Da gibt es nichts positiv auszulegen... Es ist immer tabu! Wenn ich solche Fotos machen oder die Kollegin umarmen will, dann MUSS vorher gefragt werden. Das ist Eindringen in den persönlichen Raum.
Das ist halt wieder so eine Sache... mir würde das NIE einfallen, einfach eine fremde Person zu umarmen... aber wenn man eine Macht-Position hat, dann darf man wohl machen was man will...
Es kann sein, dass mehr dahinter steckt, weil das nur die von ihm bestätigten Sachen sind, das Innenministerium keine Auskunft gegeben hat und er der einzige ist, der im Artikel zu Wort kommt.
Dann hätte er jetzt das Minimum bestätigt, was ihn auch noch als Opfer für einen Teil der Bevölkerung hinstellt ("freundschaftliche Umgangsformen werden jetzt also als übergriffig mit Disziplinarverfahren bestraft!? ")
Ich finde da liest sich schon ein ziemlich klares Bild raus. Er redet ja jetzt auch selbst von einem Machtgefälle und einer Situation wo sie ihn zurückweisen müsste. Und dass seine Ausrede ist, dass er angeblich dachte sie ist 20 und nicht, dass es nicht so gemeint war wie es dargestellt wurde.
Ob da jetzt strafbares Verhalten vorlag kann ich nicht beurteilen, aber für mich klingt es recht offensichtlich was seine Absichten waren.
Ich finde es zumindest schwierig dass "übergriffiges Verhalten" so ziemlich alles sein kann. Von relativ harmlos aber unangenehm bis gewaltvoll.
Da ist dieses Verhalten noch halbwegs am unteren Ende, trotzdem natürlich nicht OK.
Alkoholisiertes Fahren würde ich damit nicht vergleichen wollen aber auch definitiv nicht in Ordnung, grade für jemanden der aufgrund seiner Position wissen sollte was Verantwortung ist
Ja, ich finde dein erster Satz trifft ziemlich genau auf den Punkt, was mich stört.

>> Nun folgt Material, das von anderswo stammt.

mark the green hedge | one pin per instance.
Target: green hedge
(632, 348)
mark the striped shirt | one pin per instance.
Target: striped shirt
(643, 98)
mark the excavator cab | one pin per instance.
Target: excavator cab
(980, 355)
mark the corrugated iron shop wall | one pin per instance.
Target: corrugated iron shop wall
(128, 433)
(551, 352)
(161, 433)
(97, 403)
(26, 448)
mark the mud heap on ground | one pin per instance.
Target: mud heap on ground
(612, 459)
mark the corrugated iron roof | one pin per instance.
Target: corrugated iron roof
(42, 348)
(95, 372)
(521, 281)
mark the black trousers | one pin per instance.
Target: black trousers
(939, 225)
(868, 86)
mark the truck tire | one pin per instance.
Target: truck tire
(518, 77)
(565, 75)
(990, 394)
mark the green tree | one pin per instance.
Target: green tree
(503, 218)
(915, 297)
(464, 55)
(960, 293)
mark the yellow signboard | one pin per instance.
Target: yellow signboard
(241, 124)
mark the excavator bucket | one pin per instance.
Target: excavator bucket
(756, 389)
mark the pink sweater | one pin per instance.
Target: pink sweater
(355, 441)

"Übergriffiges Verhalten" in einer Überschrift schürt Assoziationen, die sicher bei vielen Lesern über das weit hinaus gehen, was hier tatsächlich vorgefallen ist. Und seien wir ehrlich, den Text werden viele gar nicht im Detail lesen. Das erinnert ein wenig an die Schlagzeilen der Boulevardpresse zu irgendwelchen Prominenten. Meist steckt auch dort eine Wahrheit dahinter, die aber dann ganz bewusst aufgebauscht wird, um mehr Sensationslust zu wecken.
Vielleicht war das Verhalten ja auch wirklich schlimmer als der Text suggeriert, aber so oder so finde ich das journalistisch unsauber für ein öffentlich rechtliches Medium.
Na ganz sicher war das noch schlimmer, als im Text suggeriert:
Es fängt an mit „Arm um ihre Schulter legen“ und dem „Du“. Dann ist erst mal lange Zeit die Betriebsfwier.
Zum Abschluss will er sie umarmen und sie wehrt es ab. Trotz Machtgefälle.
Da sind mit Sicherheit während der Betriebsfeier einige Anbaggerversuche auf Altherrenniveau gelaufen. Glaubst du, eine verschüchterte 16 jährige hätte dann so deutlich ihn abgewehrt?
Mag sein, dass das so war, aber dann frage ich mich eben wieso mehrfache Annäherungsversuche im Laufe eines Abends gar nicht erwähnt werden. Nicht mal "mutmaßlich" oder "laut der Aussage der Azubi". So wie es geschrieben ist für mich entweder die Überschrift zu harsch oder der Artikel zu lasch. Vielleicht war der Artikel auch mal schärfer formuliert und wurde dann eine Ebene höher redigiert.